Lumet sets up what I think is a deliberate clash of performance styles in “The Dybbuk,” using his actors to delineate a line between reason and emotion.  While the actors playing the Jewish elders remain contained, the pair playing the young lovers – Tolan and Lawrence – give expressive, Method-styled performances.  Lumet stages their first meeting almost entirely with voiceover, as they stare at each other across a room, forbidden by social custom from interacting for more than a moment.

The two actors generate real heat in this scene – if they didn’t, “The Dybbuk” would collapse completely at this point – and later Tolan’s intensity as he turns to the Kabbalah is mesmerizing.  (Tolan rightly considered this one of his best performances).  The final exorcism of the dybbuk again defies the conventions of the genre.  In his boldest directorial choice, Lumet stages it as a modern dance piece, choreographed by Anna Sokolow and beautifully executed by Lawrence.
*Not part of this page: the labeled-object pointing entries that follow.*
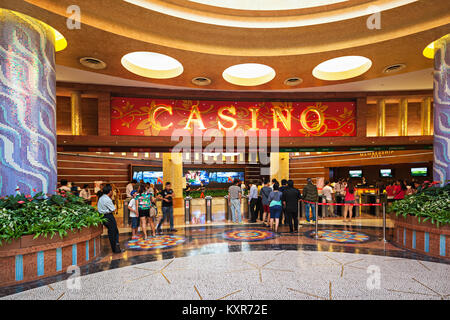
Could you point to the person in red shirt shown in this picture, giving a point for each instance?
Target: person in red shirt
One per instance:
(399, 191)
(390, 191)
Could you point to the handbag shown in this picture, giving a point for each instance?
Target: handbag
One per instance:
(153, 211)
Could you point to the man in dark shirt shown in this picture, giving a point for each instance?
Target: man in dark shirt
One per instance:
(311, 195)
(283, 211)
(290, 198)
(166, 195)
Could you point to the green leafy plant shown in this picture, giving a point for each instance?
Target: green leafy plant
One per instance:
(431, 204)
(42, 215)
(208, 192)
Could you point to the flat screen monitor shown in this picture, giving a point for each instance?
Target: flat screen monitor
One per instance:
(155, 177)
(419, 172)
(386, 173)
(226, 176)
(355, 173)
(195, 177)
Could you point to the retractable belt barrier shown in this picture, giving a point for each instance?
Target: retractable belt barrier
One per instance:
(316, 236)
(345, 204)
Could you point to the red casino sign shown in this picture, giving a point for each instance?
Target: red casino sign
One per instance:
(159, 117)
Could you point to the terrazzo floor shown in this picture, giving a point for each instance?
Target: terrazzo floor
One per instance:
(259, 275)
(211, 262)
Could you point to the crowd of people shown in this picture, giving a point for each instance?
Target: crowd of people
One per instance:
(270, 202)
(274, 204)
(141, 199)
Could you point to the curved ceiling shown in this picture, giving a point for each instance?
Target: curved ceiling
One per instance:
(113, 28)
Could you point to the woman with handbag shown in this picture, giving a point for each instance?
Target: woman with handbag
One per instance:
(144, 203)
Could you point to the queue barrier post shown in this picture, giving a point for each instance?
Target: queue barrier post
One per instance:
(245, 208)
(208, 205)
(316, 235)
(384, 222)
(187, 210)
(227, 209)
(126, 212)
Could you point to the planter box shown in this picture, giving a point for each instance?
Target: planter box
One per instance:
(421, 237)
(28, 259)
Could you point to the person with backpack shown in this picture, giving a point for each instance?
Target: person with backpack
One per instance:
(275, 205)
(283, 188)
(291, 196)
(310, 194)
(265, 192)
(144, 203)
(349, 200)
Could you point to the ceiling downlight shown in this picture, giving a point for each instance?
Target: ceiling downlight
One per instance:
(152, 65)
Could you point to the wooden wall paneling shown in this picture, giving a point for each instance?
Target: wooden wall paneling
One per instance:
(104, 114)
(361, 117)
(63, 116)
(89, 116)
(392, 119)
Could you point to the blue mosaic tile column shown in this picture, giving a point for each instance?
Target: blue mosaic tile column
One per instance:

Lumet insists on precise, minimalist work from all of the older actors – Ludwig Donath and Michael Shillo as the rabbis and especially Theodore Bikel, who, as the father of the bride and the target of the spirits’ anger, gives perhaps the most unadorned performance of a generally flamboyant career.  The Judaic Van Helsings who dominate the second half of “The Dybbuk” feel like transplants from a later era of genre filmmaking.  They affect the same implacable, matter-of-fact approach toward the unknown as Nigel Kneale’s Professor Quatermass or The Exorcist’s Father Karras and Father Merrin.  (The Dybbuk’s incongruously doubled voice also anticipates Linda Blair’s growling demon voice in the Friedkin film.)  The rabbis pore over the ancient texts and debate the finer points of theology like scientists testing a thesis; then debate with the disembodied like lawyers in a (literal) trial; then finally perform the exorcism like surgeons probing for a tumor.  The possession of Leah, though clearly a paranormal event, does not inspire fear.  Rather, it is a social problem that must be solved through careful consideration and concerted action.  Upon a text rooted in ancient myth – Ansky derived “The Dybbuk” from Hasidic folklore he collected on an ethnographic expedition through the Ukraine – Lumet casts a modern and somewhat secular gaze.
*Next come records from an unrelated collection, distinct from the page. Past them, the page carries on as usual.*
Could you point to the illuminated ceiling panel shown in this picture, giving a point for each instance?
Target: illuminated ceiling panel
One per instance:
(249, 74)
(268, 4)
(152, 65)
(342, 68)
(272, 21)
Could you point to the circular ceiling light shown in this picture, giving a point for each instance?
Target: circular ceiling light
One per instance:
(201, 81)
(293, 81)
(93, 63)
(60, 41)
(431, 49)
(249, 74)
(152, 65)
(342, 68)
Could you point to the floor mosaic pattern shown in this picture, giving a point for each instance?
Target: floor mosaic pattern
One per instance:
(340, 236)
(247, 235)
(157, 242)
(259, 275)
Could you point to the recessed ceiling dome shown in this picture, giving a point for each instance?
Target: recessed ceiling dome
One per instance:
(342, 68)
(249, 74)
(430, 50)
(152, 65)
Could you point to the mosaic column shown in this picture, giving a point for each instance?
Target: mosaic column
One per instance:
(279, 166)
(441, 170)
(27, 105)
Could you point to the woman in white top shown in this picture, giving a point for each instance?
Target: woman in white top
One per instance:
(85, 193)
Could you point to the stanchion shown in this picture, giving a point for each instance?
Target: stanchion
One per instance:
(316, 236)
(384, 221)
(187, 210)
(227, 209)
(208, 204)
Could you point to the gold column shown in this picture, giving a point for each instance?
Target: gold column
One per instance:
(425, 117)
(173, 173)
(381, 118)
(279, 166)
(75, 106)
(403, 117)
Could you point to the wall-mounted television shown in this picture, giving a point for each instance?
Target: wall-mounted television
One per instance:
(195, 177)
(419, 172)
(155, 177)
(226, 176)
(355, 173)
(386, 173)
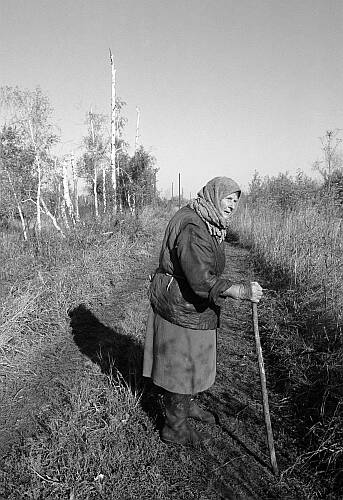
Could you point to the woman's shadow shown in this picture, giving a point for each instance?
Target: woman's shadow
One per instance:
(117, 354)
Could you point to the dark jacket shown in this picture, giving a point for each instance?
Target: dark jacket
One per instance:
(186, 287)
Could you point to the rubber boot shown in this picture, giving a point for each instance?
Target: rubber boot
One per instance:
(199, 414)
(176, 428)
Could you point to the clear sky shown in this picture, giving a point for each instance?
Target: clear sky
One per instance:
(225, 87)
If “The Dybbuk” remains in some ways a remote, flawed work, it may be because the strands of logic and emotionalism set up by Lumet (who structured many of his films, beginning with 12 Angry Men, along the same schematic lines) often seem to coexist rather than cohere.  As Hoberman points out, Lawrence’s West Side Story association provides a key subtext for “The Dybbuk.”  The Romeo and Juliet template of star-crossed lovers is present in the Ansky play; it is a universal idea amid an ocean of specific cultural references, and Lumet seizes upon it. Lawrence’s dark beauty, which dominates the climax, appears to have been his chief inspiration.
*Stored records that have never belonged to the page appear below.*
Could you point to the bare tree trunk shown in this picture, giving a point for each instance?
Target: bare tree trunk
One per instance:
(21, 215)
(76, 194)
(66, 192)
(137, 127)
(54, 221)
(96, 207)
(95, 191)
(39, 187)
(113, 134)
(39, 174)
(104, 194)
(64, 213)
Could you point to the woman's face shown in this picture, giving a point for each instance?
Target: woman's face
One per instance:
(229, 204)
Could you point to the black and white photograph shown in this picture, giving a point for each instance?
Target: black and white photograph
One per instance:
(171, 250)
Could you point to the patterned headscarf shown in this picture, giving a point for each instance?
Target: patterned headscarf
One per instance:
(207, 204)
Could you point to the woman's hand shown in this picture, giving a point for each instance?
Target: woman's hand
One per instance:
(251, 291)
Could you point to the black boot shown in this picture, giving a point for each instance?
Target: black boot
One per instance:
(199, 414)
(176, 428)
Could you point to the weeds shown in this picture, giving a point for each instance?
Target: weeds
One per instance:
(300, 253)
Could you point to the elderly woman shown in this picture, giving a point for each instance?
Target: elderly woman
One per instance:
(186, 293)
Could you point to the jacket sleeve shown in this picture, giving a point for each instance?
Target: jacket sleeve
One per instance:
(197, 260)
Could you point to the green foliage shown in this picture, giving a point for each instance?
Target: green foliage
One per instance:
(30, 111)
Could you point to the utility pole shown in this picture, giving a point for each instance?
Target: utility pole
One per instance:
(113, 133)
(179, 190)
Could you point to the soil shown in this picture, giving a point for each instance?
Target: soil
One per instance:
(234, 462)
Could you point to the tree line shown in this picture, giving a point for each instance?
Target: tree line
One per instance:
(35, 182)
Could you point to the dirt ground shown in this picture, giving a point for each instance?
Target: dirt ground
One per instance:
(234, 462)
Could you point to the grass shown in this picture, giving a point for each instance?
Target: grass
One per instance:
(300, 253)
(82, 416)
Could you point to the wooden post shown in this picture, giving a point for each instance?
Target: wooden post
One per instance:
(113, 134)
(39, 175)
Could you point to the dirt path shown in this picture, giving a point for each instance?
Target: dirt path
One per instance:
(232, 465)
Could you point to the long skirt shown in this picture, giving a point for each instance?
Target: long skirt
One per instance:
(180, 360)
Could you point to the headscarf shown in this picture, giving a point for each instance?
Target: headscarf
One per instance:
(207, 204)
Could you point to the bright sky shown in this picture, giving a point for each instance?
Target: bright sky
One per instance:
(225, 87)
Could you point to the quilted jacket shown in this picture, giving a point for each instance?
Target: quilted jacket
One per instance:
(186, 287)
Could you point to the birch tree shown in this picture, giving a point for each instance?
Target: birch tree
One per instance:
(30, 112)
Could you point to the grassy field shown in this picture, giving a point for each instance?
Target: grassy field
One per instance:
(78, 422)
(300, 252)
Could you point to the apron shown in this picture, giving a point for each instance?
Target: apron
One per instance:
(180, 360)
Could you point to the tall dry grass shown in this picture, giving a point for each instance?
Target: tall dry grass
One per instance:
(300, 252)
The doomed romance in “The Dybbuk” serves as an entry point into a show that, like “The World of Sholom Aleichem,” does not pander to gentiles.  Both shows deploy on-screen narrators – Sam Levene as Mendele the Bookseller in “Sholom Aleichem” and Donath in “The Dybbuk” – who make a token attempt to explain Yiddish culture to the uninitiated, but many of the finer points will be lost on non-Jews.  The axiom that television was parochial enough in the fifties to permit ethnic art like The Goldbergs, but quickly turned homogeneous once the cross-country cable was connected, is probably too simplistic.  Still, Play of the Week, with its proto-PBS diagram for highbrow quality television, was a defiant exercise in courting a niche audience long before the days of the cable multiverse.